O aprendiz agradeceu muito, despediu-se, pôs o saco nas costas e lá se foi. Se alguém tentava agredi-lo dizia depressa: “Bordão, sai do saco!” E o bordão imediatamente saltava, despencando uma chuva de bordoadas nas costas do agressor, não parando enquanto encontrasse roupa sobre a pele e martelando tão ligeiramente que era impossível aparar-lhe os golpes.
Ao anoitecer, o jovem torneiro foi dar à hospedaria onde foram ludibriados os irmãos. Na mesa, colocou o saco bem pertinho dele e começou a narrar todas as maravilhas que tinha visto percorrendo o mundo.
– De fato, – dizia, – pode-se até encontrar uma mesa mágica, um burro de ouro e outras maravilhas semelhantes; coisas excelentes, que não desprezo. Mas tudo isso nada significa em comparação ao tesouro que adquiri e que trago neste saco.

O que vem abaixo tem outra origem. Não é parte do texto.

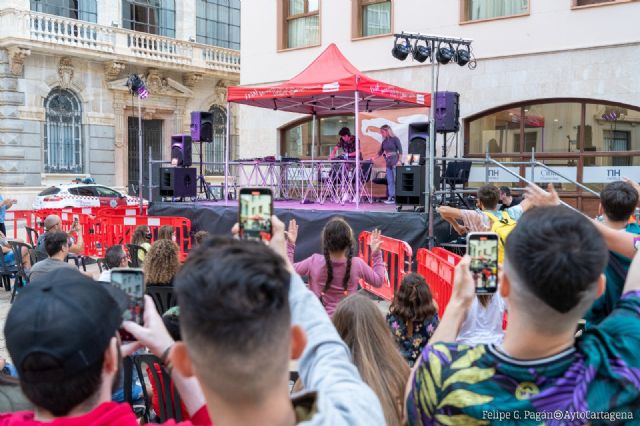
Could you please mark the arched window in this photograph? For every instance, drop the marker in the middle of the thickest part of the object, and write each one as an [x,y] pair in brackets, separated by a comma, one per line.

O hospedeiro aguçou os ouvidos: “Que poderá ser? – pensou, – o saco “certamente deve estar cheio de pedras preciosas; seria muito justo que viesse ter às minhas mãos, pois não há dois sem três.”
Chegando a hora de dormir, o forasteiro deitou-se no banco, colocando o saco sob a cabeça para servir de travesseiro. Quando o hospedeiro julgou que estivesse mergulhado no mais profundo sono, aproximou-se e, devagarinho, com infinito cuidado, deu um puxão no saco procurando substituí-lo por outro. Mas o torneiro, que já contava com isso, justamente quando o hospedeiro deu um puxão mais forte, gritou:
– Bordão, sai do saco!
Num relâmpago o bordão saltou sobre o hospedeiro, sacudindo-lhe das costas a poeira e alisando-as com esmerado empenho. O hospedeiro gritava de causar dó mas, quanto mais gritava, mais se divertia o bordão a bater o compasso nas suas costas, até que o deixou caido exausto no chão. O torneiro, então, disse:
– Se não me devolves a mesinha mágica e o burro de ouro, garanto-te que a dança recomeça.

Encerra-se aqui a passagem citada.